Je suis un occidental démuni favorable à un retour à des conditions de vie primitives. Il existe une cérémonie pygmée qui s’appelle la Cérémonie du bobé. Je ne sais pas trop de quoi elle parle. Mais je sais de quoi elle est faite. C’est « tout le monde » qui la joue et la chante. C’est dans la forêt qui est le lieu de vie qu’on la met en scène. Ce n’est pas un spectacle, dans notre sens, parce que si tout le monde se voit et s’entend, chacun est aussi vu et entendu, personne n’est muet cantonné à l’ombre comme dans nos salles.

Warhol a parlé du quart d’heure de gloire que chacun connaîtrait. Je déteste Warhol, et encore plus cette idée. Qu’a-t-on besoin de la gloire, sauf dans une société inhumaine où l’existence de chacun est quantité négligeable ? Qu’a-t-on besoin de l’amour des foules, si l’on a l’amour de sa vie ? Cette idée ne consiste qu’à entériner la situation d’anonymat à laquelle nous sommes tenus dans une société de stars.

Voilà quelques raisons pour lesquelles j’ai pris le parti de tout attaquer : le public, le lieu, le micro, l’invité (je me suis montré sous mon mauvais jour, c’est honnête, non ?), le pas invité, le commanditaire. J’ai d’ailleurs oublié le technicien – réparant ce lapsus en lui faisant recommencer trois fois – spontanément.
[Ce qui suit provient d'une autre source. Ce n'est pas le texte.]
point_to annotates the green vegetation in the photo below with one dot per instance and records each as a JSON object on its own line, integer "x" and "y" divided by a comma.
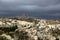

J’ai surtout oublié (en fait, je n’avais pas la place) de m’en prendre à ces foutues chaises, véritable instrument de torture pour guider le corps, placer le corps, discipliner le corps, mettre en série les corps, les stocker de manière rationnelle, pré-contrôlée. Les spectacles, souvent, parlent du corps, montrent un corps mal à l’aise, un corps qui dit son malaise. Quelle ironie, que les structures mêmes de l’énonciation contredisent l’esprit du message !

Le pire, c’est les spectacles de danse, où par définition, la liberté d’un seul sera hurlante devant la raideur de mille autres.